Budget confirms fiscal inconsistency - IDESA

Report Nº: 98311/10/2022

Budget confirms fiscal inconsistency

The government presented the draft Budget 2023. In addition to a complex and disorderly presentation, the projections have little relevance because they have been elaborated under an unrealistic inflation assumption. In any case, it confirms that the fiscal disaster continues to deepen.

The Ministry of Economy presented the 2023 Budget Bill. It contains more than 4,800 pages presented in such a complex and disorderly manner that it is difficult to interpret this transcendental instrument of public policy. Added to this are the inconsistencies and unsupported assumptions. The most transcendental is that the projections are made with the assumption that inflation -Consumer Price Index- will be 60% per year next year. By not explaining how inflation will be lowered from the 95% projected by the Budget itself for the current year to the 60% used in the projections of revenues and expenditures for 2023, the content of the Budget is reduced to insignificance. 

The draft Budget also sets forth the projection made by the Ministry of Economy for 2022. According to its estimates, the GDP in 2022 will be $82 trillion and the primary deficit will be $2.3 trillion. This implies that the primary deficit (i.e., excluding interest payments) would reach 2.8% of GDP, showing a small reduction with respect to 2021, which was 3% of GDP.

These projections made by the Ministry of Economy for 2022 are used to evaluate whether or not it plans to meet the fiscal target with the IMF. In this sense, the agreement with the IMF contemplated nominal targets. Specifically, it was established that:

  • GDP for 2022 would be $70 trillion.
  • The target for the primary fiscal deficit was agreed at 2.5% of GDP. 
  • This implies that the fiscal deficit does not have to exceed $1.8 trillion.

These data show that, assuming the government’s projections come true, Argentina will miss the fiscal deficit target in 2022. While the agreement contemplates a cap of $1.8 trillion for the primary fiscal deficit, the Ministry of Economy projects an imbalance of $2.3 trillion. The difference is explained by the vertiginous inflationary process. Therefore, measured in terms of GDP, the deviations are less profound. Surely this will be used as an argument by the Argentine government to get the IMF’s forgiveness, arguing that a deficit of 2.8% of GDP implies an improvement over last year and is not so far from the agreed target of 2.5%.

Another controversial issue in relation to public accounts is the “soy dollar”. The natural way to implement it would have been to eliminate withholding taxes on soybean exports. This would have been recorded in the public accounts as a loss of income and, therefore, as an increase in the fiscal deficit. Given that the deviation from the IMF targets would have been greater, this mechanism was used to establish that the Central Bank would pay a special dollar of $200 and that the loss it assumes by selling dollars at the official value of $140 would be compensated by a security issued by the national Treasury. Thus, instead of registering a higher deficit, what the Treasury records in accounting terms is an increase in debt.

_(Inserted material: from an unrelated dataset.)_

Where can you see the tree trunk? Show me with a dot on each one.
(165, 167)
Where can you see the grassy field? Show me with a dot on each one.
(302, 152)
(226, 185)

There is no doubt that Argentina will default again on an agreement with the IMF. However, there are reasons to consider that it is feasible that forgiveness will be obtained and disbursements will not be suspended. The main reason is not so much the technical arguments of the national officials, but the resignation and fatigue of the IMF technicians and authorities. In this sense, the political negotiations for the Board of Directors to accept the default have a good chance of reaching a successful conclusion.

Achieving the continuity of the agreement with the IMF and achieving a good response to the “soy dollar” are the central axes of a strategy that focuses on the Central Bank’s reserves. The strategy overlooks the fact that the main problem is the excessive issuance of pesos to cover for the fiscal deficit, which forces the Central Bank to issue more and more Leliqs. The “snowball” caused by the absorption of monetary issuance with Leliqs keeps getting bigger and more expensive -every time the Central Bank is forced to increase the interest rate- which accelerates prices and makes it increasingly difficult to imagine a non-traumatic way out of the inflationary dynamics we are experiencing.